The UK’s Low Carbon Innovation Coordination Group estimates that, combined with the smart grid, storage solutions could save the UK £4 - 19 billion in deployment costs up to 2050.

Furthermore, innovation can help create UK based business opportunities that could contribute an estimated £6 - 34 billion to the economy from exporting our know-how abroad up to 2050.

Around the world, new energy storage deployment totaled 121MW in 2011. A forecast from Pike Research projects that this will rise to 2,353MW in 2021. In China, the world’s largest market for renewable energy, which also has the world’s largest electricity grid, GTM Research anticipates that the market for energy storage will grow to a $500 million per year market by 2016.

All of this means that there are great prizes ahead for the companies that deliver the winning solutions.

In America, energy storage is already being supported. Various projects have been funded by the American Recovery and Reinvestment Act (ARRA), with $185 million of public money, which attracted $585 million of private investment.

We risk losing out in this huge global market if we do not back our own companies to the extent that America is doing.

Steven Berberich, the President and CEO of the California Independent System Operator, is of the opinion that "storage plus renewables is a marriage made in heaven".

California has a 33% renewable energy mandate and a cap and trade system starting next year. 12GW of distributed wind and solar power is expected to enter the market. Storage has the ability to cover for when there is no wind or at night time.

"It's the economics of storage we need to sort out," Berberich says.

That’s exactly what the Energy Bill should address. But Berberich believes that frequency regulation is the first market opportunity for energy storage, because it is already economic.
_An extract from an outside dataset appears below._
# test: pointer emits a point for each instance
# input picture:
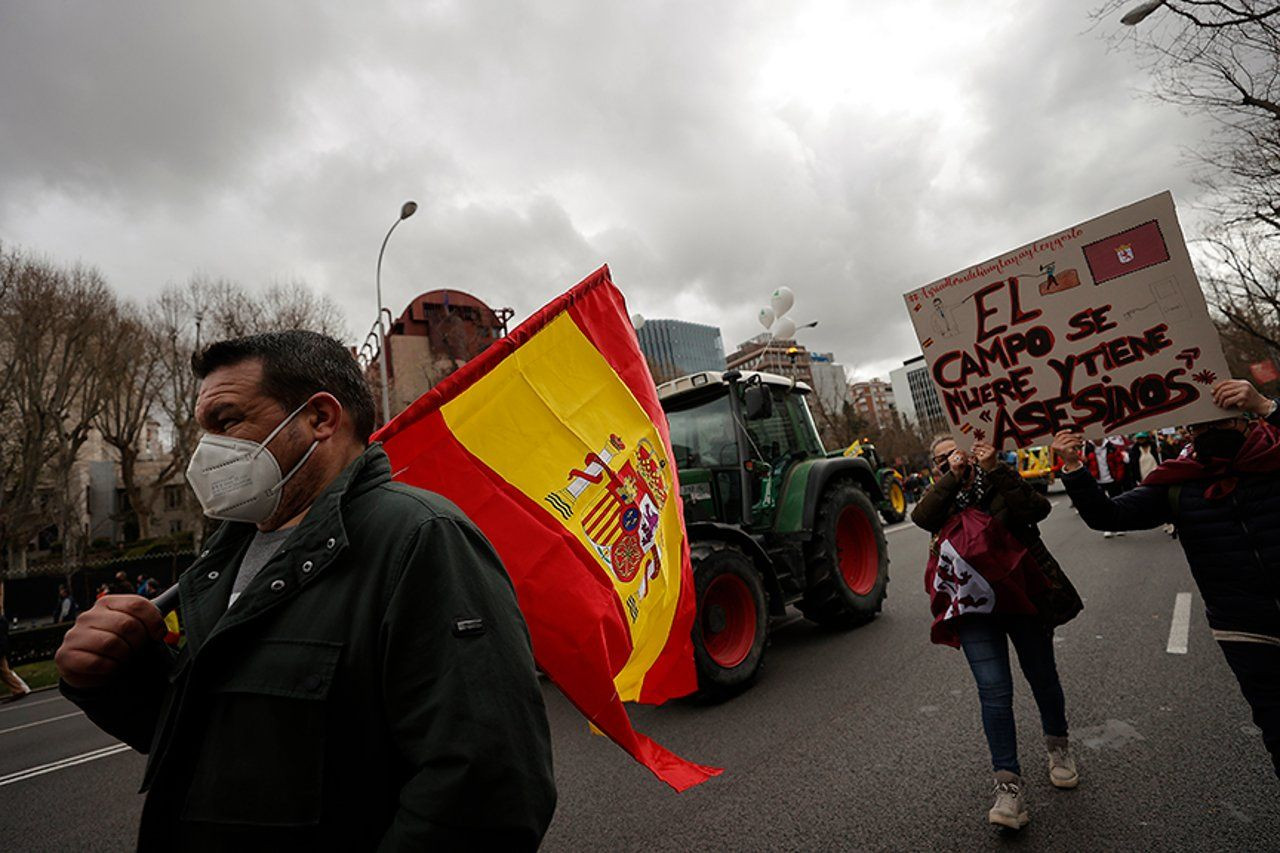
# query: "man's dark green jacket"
(373, 687)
A ruling in the States by the Federal Energy Regulatory Commission (FERC) that forces Independent System Operators to take into account the benefit of storage is making them see its cost-effectiveness when used for this purpose.

Two pilot projects are establishing this near New York: one, run by Beacon Power, uses 20 MW of flywheel power, the other, by AES, uses 8MW of lithium batteries.

Another frequency regulation energy storage project in EastPenn, Pennsylvania, uses 3MW of innovative batteries that look like lead acid but with one electrode containing carbon; a cross between ultracapacitors and lead acid batteries with ten times the cycle life of other batteries.

Ian Ellerington, Head of Innovation Delivery at DECC, said earlier this year that if it was possible to fit energy storage support into the Energy Bill it would be a real boost to the industry.

“The energy system has to make sure it’s cost competitive and if storage can be part of that then it would be good to have the commercial mechanism in place to take advantage of the benefits that can be realised through that,” he said.

The Institution of Mechanical Engineers has also called upon the Government to support electricity storage through market reform. It criticises the “lack of understanding about the flexibility of electrical storage and the wider financial benefits it can deliver”.

The way to do this in the Energy Bill is to introduce a separate market category from generation, transmission, distribution and supply.

This will mean that a market support mechanism can be targeted specifically at storage.

The proposed Capacity Mechanism, whose details require fleshing out, should be used for this purpose.

Last week, Tim Yeo, the head of the select committee on energy and climate change, called for a feed-in tariff to support energy efficiency. A similar scheme could also be an option for energy storage.

The rule change in America that made it possible for energy storage to enter the market was to force suppliers to consider energy storage on an equal basis alongside generation before making a decision on investment. This is another option that could go in the Bill.

Energy storage is an exciting and fast-moving field with huge potential, and an essential part of tomorrow’s electricity supply system.

Not to support it in the Energy Bill would be another missed opportunity.